|
From: David B. <dav...@gm...> - 2013-01-07 11:11:12
|
On Mon, Jan 7, 2013 at 2:01 AM, John Reiser <jr...@bi...> wrote:
> On 01/06/2013 01:24 PM, David Bar wrote:
> > That's true for memcheck if interested in memory corruption issues.
>
> >
>
> > What about massif? It seems that if we only want memory measurements,
> wouldn't it be enough to just handle malloc/free/etc.?
>
> If memory leaks matter then it is not obvious that just handling
> "malloc/free/etc" suffices. If all you want is
> {max,min,integral}(malloc - free)
> and massif doesn't perform as you like, then talk directly to massif.
>
I'm not using Massif as a memory leak detection tool (well, sometimes, but
usually not).
I want all the functionality Massif gives, to get detailed memory analysis,
not just the overall consumption.
However, I fail to see why to do what Massif does, translation and JITing
is required.
I work in a large enterprise, with huge programs with hundreds of DLLs
being loaded. I can tell you that there are currently two projects going on
in my enterprise which mimic Massif functionality using only malloc/free
hooks. Yes, it's idiotic, especially with two such projects - I'm not
calling the shots here...
Valgrind is just deemed too slow and annoying to run, as we have to wait
for several minutes until the program starts to run, and then it
works sluggishly, which is also problematic for daemons which are expected
to respond to requests under a reasonable time limit.

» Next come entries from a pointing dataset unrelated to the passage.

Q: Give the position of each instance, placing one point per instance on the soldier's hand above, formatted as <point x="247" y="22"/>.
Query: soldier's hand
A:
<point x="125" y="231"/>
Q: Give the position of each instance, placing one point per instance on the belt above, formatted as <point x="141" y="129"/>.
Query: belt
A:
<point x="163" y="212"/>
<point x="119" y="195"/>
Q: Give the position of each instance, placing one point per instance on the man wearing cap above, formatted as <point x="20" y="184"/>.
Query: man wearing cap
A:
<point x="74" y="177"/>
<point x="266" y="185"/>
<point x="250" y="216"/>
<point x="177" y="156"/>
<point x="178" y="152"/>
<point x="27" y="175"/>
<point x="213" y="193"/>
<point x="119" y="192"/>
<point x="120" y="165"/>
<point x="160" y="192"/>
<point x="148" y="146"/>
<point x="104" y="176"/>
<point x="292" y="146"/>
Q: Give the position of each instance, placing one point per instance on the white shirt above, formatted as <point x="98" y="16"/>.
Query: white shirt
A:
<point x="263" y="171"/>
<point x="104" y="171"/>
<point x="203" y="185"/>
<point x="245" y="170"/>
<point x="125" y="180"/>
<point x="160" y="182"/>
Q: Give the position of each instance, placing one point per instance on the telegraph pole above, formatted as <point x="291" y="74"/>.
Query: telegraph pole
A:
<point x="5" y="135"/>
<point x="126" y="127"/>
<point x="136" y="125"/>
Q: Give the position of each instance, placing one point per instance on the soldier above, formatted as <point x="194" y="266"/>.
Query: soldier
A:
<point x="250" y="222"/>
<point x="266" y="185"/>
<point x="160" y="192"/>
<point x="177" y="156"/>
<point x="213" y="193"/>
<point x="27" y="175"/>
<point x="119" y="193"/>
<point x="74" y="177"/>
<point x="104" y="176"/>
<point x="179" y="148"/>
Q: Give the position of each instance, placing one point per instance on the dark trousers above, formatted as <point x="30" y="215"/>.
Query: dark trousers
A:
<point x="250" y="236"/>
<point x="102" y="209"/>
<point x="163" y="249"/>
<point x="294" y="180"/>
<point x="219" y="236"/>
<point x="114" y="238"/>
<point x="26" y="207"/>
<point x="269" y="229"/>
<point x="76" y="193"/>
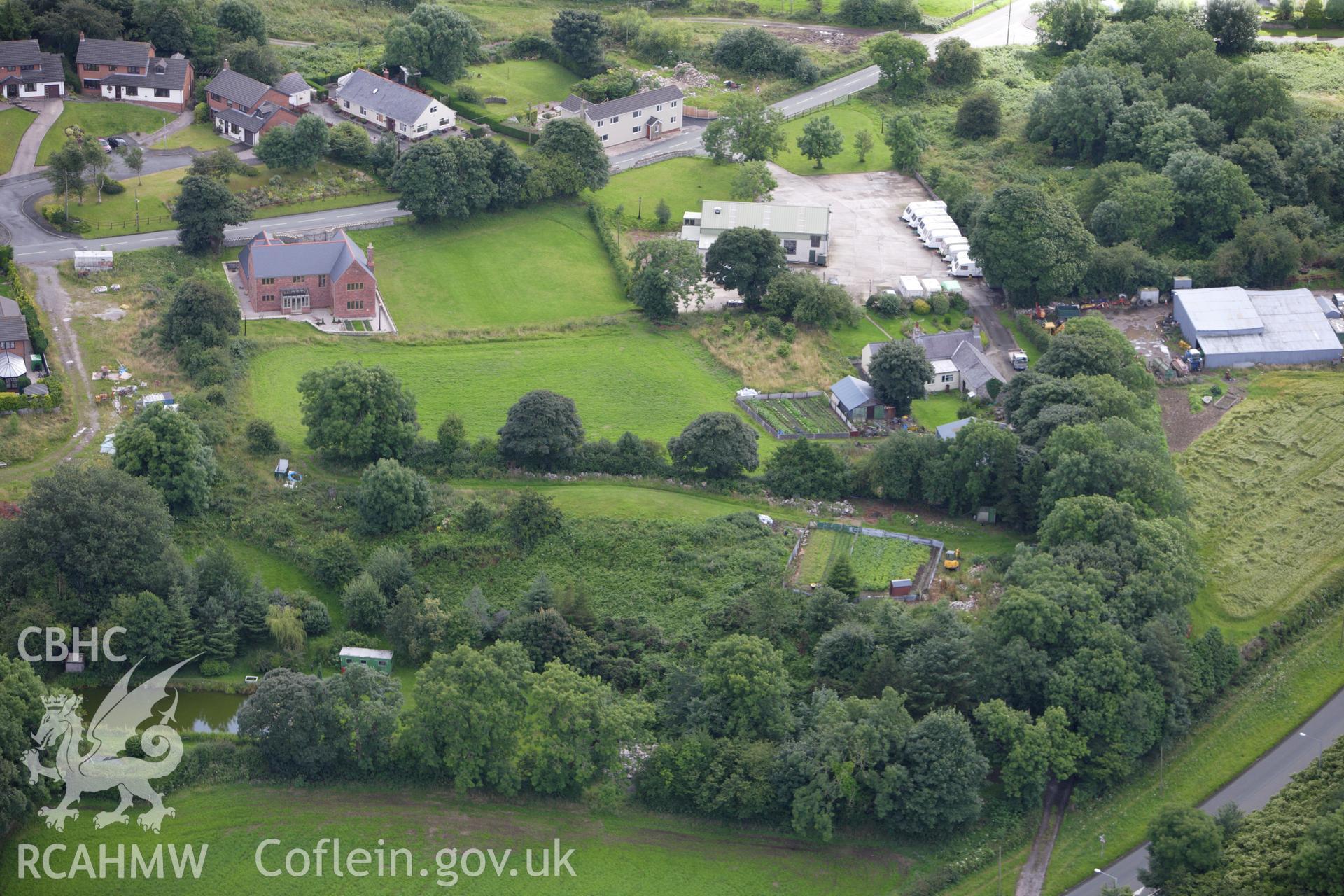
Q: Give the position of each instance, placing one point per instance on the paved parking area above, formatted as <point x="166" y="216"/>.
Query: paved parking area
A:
<point x="870" y="246"/>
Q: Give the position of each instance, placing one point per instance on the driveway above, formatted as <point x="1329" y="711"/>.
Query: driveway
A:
<point x="26" y="158"/>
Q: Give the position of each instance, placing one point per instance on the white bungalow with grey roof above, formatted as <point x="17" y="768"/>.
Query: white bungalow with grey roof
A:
<point x="644" y="115"/>
<point x="1238" y="328"/>
<point x="803" y="230"/>
<point x="381" y="101"/>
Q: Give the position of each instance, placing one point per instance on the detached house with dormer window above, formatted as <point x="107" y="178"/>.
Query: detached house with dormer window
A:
<point x="130" y="70"/>
<point x="26" y="73"/>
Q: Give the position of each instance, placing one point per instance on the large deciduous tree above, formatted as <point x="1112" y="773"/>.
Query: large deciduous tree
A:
<point x="746" y="260"/>
<point x="1032" y="245"/>
<point x="355" y="413"/>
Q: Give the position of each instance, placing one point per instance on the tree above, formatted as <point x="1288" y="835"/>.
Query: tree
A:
<point x="169" y="451"/>
<point x="365" y="605"/>
<point x="577" y="729"/>
<point x="1234" y="23"/>
<point x="241" y="19"/>
<point x="356" y="414"/>
<point x="820" y="140"/>
<point x="958" y="64"/>
<point x="542" y="431"/>
<point x="748" y="688"/>
<point x="1032" y="245"/>
<point x="488" y="687"/>
<point x="902" y="136"/>
<point x="391" y="498"/>
<point x="444" y="179"/>
<point x="203" y="210"/>
<point x="746" y="260"/>
<point x="745" y="128"/>
<point x="718" y="442"/>
<point x="804" y="468"/>
<point x="899" y="371"/>
<point x="753" y="182"/>
<point x="1068" y="24"/>
<point x="203" y="314"/>
<point x="979" y="115"/>
<point x="578" y="34"/>
<point x="841" y="578"/>
<point x="573" y="141"/>
<point x="904" y="62"/>
<point x="289" y="718"/>
<point x="670" y="279"/>
<point x="1184" y="841"/>
<point x="531" y="516"/>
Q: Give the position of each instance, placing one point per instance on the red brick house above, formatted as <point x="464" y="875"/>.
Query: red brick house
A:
<point x="295" y="279"/>
<point x="128" y="70"/>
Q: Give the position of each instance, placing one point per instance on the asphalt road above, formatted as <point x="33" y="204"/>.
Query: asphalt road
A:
<point x="1250" y="790"/>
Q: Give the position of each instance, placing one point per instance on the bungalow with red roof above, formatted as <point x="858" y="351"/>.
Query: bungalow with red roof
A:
<point x="293" y="279"/>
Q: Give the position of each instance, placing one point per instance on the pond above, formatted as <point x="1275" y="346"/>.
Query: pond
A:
<point x="200" y="711"/>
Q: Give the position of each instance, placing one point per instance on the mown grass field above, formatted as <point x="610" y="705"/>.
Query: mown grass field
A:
<point x="526" y="267"/>
<point x="116" y="214"/>
<point x="101" y="120"/>
<point x="1268" y="507"/>
<point x="850" y="117"/>
<point x="632" y="852"/>
<point x="683" y="183"/>
<point x="622" y="378"/>
<point x="14" y="125"/>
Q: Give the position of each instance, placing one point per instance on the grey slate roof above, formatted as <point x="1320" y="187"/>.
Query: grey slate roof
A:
<point x="292" y="83"/>
<point x="238" y="88"/>
<point x="629" y="104"/>
<point x="19" y="52"/>
<point x="384" y="96"/>
<point x="854" y="393"/>
<point x="174" y="76"/>
<point x="269" y="257"/>
<point x="113" y="52"/>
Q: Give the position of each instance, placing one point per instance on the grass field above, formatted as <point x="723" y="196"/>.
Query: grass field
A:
<point x="534" y="266"/>
<point x="116" y="216"/>
<point x="101" y="120"/>
<point x="679" y="182"/>
<point x="850" y="117"/>
<point x="632" y="852"/>
<point x="1266" y="500"/>
<point x="622" y="378"/>
<point x="14" y="125"/>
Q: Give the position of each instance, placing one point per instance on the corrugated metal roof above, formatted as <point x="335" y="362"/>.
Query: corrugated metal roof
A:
<point x="237" y="86"/>
<point x="113" y="52"/>
<point x="385" y="97"/>
<point x="773" y="216"/>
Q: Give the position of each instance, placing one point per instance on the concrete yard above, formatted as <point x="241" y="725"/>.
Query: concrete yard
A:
<point x="870" y="245"/>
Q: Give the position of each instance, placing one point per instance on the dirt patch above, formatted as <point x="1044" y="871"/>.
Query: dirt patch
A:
<point x="1182" y="425"/>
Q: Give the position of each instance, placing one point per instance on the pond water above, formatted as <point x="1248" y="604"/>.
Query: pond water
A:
<point x="201" y="711"/>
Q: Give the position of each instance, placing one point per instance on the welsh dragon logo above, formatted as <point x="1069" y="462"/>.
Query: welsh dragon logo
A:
<point x="105" y="764"/>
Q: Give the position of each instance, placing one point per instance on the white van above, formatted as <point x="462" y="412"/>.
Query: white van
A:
<point x="932" y="237"/>
<point x="914" y="209"/>
<point x="965" y="266"/>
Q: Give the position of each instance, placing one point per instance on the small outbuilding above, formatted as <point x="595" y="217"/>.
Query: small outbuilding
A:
<point x="379" y="660"/>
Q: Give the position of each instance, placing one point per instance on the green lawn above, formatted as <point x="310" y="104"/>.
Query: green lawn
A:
<point x="622" y="378"/>
<point x="937" y="409"/>
<point x="116" y="216"/>
<point x="850" y="117"/>
<point x="14" y="125"/>
<point x="683" y="183"/>
<point x="1268" y="466"/>
<point x="533" y="266"/>
<point x="203" y="137"/>
<point x="101" y="118"/>
<point x="613" y="853"/>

I see the development of such other tools as a waste of time. Massif
already does a great job, and already has great infrastructure in place for
getting called on hooks, getting the backtrace along with debug symbols,
etc.
>
> > What if I want to run memcheck just to find memory leaks? Doesn't seem
> to me that I need actual instrumentation here of all code, no?
>
> Show me the code, or at least explain in detail why this should be true.

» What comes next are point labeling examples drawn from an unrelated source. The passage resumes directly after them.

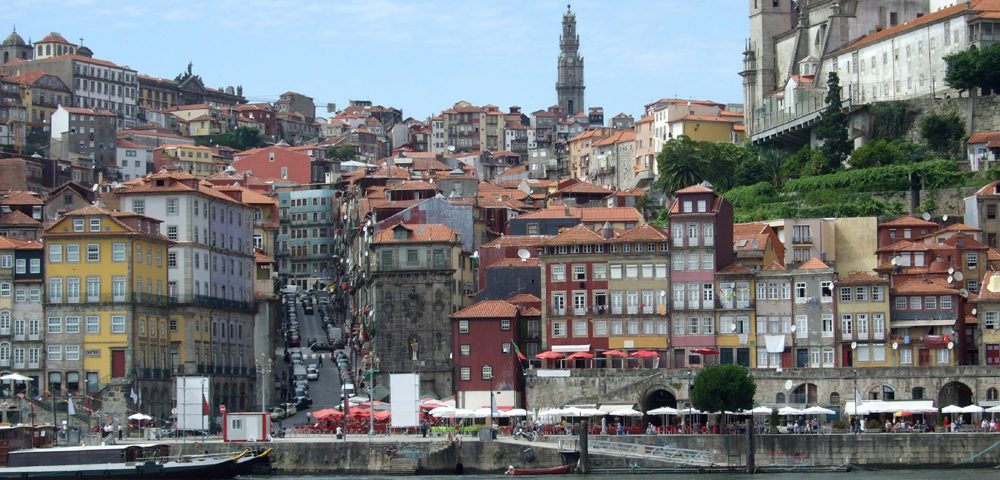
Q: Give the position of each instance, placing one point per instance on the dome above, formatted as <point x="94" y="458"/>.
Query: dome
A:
<point x="13" y="40"/>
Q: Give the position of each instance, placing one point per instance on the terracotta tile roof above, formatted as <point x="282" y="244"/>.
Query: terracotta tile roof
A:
<point x="861" y="278"/>
<point x="515" y="263"/>
<point x="21" y="198"/>
<point x="577" y="235"/>
<point x="516" y="241"/>
<point x="929" y="285"/>
<point x="735" y="269"/>
<point x="642" y="233"/>
<point x="585" y="188"/>
<point x="813" y="264"/>
<point x="422" y="233"/>
<point x="908" y="221"/>
<point x="488" y="309"/>
<point x="696" y="189"/>
<point x="17" y="217"/>
<point x="412" y="185"/>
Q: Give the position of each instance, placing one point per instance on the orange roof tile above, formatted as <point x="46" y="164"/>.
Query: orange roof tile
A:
<point x="487" y="309"/>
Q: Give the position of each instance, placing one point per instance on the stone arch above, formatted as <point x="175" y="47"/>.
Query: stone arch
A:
<point x="657" y="396"/>
<point x="955" y="393"/>
<point x="805" y="393"/>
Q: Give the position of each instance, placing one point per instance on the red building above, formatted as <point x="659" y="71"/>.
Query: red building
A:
<point x="485" y="358"/>
<point x="277" y="162"/>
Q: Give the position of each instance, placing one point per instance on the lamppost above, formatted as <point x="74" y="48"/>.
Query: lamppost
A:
<point x="263" y="363"/>
<point x="690" y="405"/>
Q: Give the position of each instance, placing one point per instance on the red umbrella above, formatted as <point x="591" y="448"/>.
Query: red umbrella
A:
<point x="645" y="354"/>
<point x="550" y="355"/>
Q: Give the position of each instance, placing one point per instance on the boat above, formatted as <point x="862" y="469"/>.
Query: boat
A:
<point x="117" y="462"/>
<point x="562" y="469"/>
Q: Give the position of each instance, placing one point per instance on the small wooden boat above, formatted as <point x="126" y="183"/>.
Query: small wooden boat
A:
<point x="562" y="469"/>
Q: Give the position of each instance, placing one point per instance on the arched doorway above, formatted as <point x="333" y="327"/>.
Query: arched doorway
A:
<point x="657" y="397"/>
<point x="955" y="393"/>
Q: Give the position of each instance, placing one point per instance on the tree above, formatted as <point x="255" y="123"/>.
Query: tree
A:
<point x="341" y="153"/>
<point x="681" y="165"/>
<point x="831" y="128"/>
<point x="723" y="387"/>
<point x="943" y="132"/>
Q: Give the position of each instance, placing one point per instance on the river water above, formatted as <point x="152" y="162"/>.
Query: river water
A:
<point x="852" y="475"/>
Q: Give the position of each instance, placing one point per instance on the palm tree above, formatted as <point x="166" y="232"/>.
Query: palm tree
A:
<point x="681" y="165"/>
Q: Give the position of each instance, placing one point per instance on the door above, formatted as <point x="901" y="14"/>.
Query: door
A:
<point x="118" y="363"/>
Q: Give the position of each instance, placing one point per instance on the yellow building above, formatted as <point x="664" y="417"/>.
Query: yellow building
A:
<point x="107" y="305"/>
<point x="863" y="307"/>
<point x="736" y="340"/>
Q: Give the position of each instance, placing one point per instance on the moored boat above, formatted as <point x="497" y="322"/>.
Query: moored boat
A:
<point x="538" y="471"/>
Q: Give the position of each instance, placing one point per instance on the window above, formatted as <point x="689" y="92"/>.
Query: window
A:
<point x="55" y="253"/>
<point x="118" y="324"/>
<point x="558" y="273"/>
<point x="579" y="273"/>
<point x="93" y="324"/>
<point x="93" y="252"/>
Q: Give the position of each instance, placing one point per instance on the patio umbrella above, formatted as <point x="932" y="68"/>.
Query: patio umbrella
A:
<point x="818" y="410"/>
<point x="645" y="354"/>
<point x="625" y="412"/>
<point x="662" y="411"/>
<point x="789" y="411"/>
<point x="972" y="409"/>
<point x="951" y="409"/>
<point x="549" y="355"/>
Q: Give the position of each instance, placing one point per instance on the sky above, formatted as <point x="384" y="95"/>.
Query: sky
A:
<point x="420" y="56"/>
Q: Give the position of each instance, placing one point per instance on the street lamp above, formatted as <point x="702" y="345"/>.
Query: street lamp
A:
<point x="263" y="364"/>
<point x="690" y="405"/>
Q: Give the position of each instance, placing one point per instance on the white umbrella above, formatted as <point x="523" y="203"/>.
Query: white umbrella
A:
<point x="951" y="409"/>
<point x="818" y="410"/>
<point x="789" y="411"/>
<point x="625" y="412"/>
<point x="662" y="411"/>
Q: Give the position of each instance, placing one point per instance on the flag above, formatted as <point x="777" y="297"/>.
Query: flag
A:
<point x="520" y="355"/>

> I don't believe the claim. In particular, I have programs which
> use stem+leaf storage for collections of pointers, and these programs
> require _more_ than 100% "observation" just to find memory leaks.
>
> > Even for the complete memcheck functionality, some use cases may live
> well enough with just instrumenting a part of the program.
>
> Extremely unlikely. Sabotaging only log(n) of the memory references can
> totally invalidate nearly every program ever written.
>
> >
> > Say I have a huge program, which contain tons of DLLs, most of them not
> under my responsibility and/or I can't fix the bugs in them. If I just want
> to memcheck my DLL, and am willing to live with the assumption that memory
> my DLL allocates is only read/written by my DLL, it seems reasonable to only
> > translate and handle my DLL, no?
>
> If you are willing to assume that some DLL is an island unto itself,
> then why not test it that way? Also, unless the DLL has been through
> an actual theorem prover or an extensive battery of tests then I
> don't believe the claim "my DLL is an island."
>
>
I'm not saying the theoretical DLL in question is "an island". It is being
used by the application, and it uses various I/Ss from other DLLs.

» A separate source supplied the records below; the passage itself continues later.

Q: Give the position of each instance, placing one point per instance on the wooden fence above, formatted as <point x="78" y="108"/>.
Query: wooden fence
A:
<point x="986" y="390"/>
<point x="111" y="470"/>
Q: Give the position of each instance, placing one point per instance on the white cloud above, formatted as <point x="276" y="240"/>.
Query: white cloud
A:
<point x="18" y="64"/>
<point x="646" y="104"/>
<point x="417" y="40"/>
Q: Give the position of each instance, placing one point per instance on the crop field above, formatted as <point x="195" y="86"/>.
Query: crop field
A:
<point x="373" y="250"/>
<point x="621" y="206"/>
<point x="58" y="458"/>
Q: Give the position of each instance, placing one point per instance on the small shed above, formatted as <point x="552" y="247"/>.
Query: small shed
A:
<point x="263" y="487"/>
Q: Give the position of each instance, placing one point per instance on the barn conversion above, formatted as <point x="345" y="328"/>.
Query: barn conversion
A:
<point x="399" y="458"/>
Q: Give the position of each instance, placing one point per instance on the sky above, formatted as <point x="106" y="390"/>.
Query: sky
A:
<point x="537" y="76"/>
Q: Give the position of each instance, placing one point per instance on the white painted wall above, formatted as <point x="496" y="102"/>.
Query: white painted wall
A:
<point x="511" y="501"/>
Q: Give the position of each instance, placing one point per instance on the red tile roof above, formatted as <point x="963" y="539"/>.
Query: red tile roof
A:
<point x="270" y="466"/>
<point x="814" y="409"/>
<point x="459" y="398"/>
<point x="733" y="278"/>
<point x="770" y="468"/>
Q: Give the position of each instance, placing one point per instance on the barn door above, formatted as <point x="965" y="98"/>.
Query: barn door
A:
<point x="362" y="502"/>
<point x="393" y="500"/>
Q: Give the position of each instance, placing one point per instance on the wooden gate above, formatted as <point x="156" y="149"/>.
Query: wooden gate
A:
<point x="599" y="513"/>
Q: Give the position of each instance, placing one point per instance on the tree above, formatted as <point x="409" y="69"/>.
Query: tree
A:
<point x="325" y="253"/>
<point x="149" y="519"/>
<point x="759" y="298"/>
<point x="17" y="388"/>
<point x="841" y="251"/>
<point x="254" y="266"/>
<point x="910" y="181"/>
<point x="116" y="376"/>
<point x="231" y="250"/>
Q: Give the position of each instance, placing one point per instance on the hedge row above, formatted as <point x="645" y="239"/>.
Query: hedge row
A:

I sometimes write new code in 1 or 2 DLLs that run within huge programs,
along with hundreds of other DLLs, which were already tested in the past.
It's not trivial to write a test program which uses my new code in the
specific DLL, and properly reinitialize all the other DLLs so that my DLL
would be able to use them.
If all I want to check is that my code behaved well on memory it allocated
and free'd, it seems reasonable to me to tell Valgrind to avoid all the
hard work on the other parts of the program. Yes, I understand, this will
not be accurate, but it may be good enough. For a large application it may
take minutes for the initialization to finish under Valgrind, which is
frustrating.
Perhaps memcheck isn't a good example. But I believe that Massif is, and
perhaps also Cachegrind. Not familiar enough with other Valgrind tools to
say if it may apply to them also.
Again, I know that cachegrind would give inaccurate results if it only sees
some of the instructions executed, but again, if I just want to check a new
fancy algorithm in my specific DLL, it is good enough.
You wanted a specific example - here's one - say I have implemented a table
which is supposed to be cache-efficient. All memory sitting on the table is
allocated within the examined DLL, and when my API is called I don't give
back pointers to the actual data, but only give out copies. And the same
for stores in the table - I copy the data to memory my DLL allocates, and
put pointers in the hash table to the copied data. Assume I provide
other functionality, such as iteration on the table, automatic expiration
of entries, etc.
I may not know the exact use pattern of my hash table by the application. I
could go and gather stats, and write a simulator, but why bother?
If I could just fire-up cachegrind on the application, and it would work
fast, the I could quickly compare the cache behavior of my new
implementation, compared with the old implementation of the same
functionality.
Perhaps it would be good enough if there was a cache that Valgrind would
save code after translation/JIT, and would use it if the checksum/timestamp
of the DLL hasn't changed. This would mean that only the first run would be
slow, and other runs would at least have fast initialization time.
Was caching ever considered?
|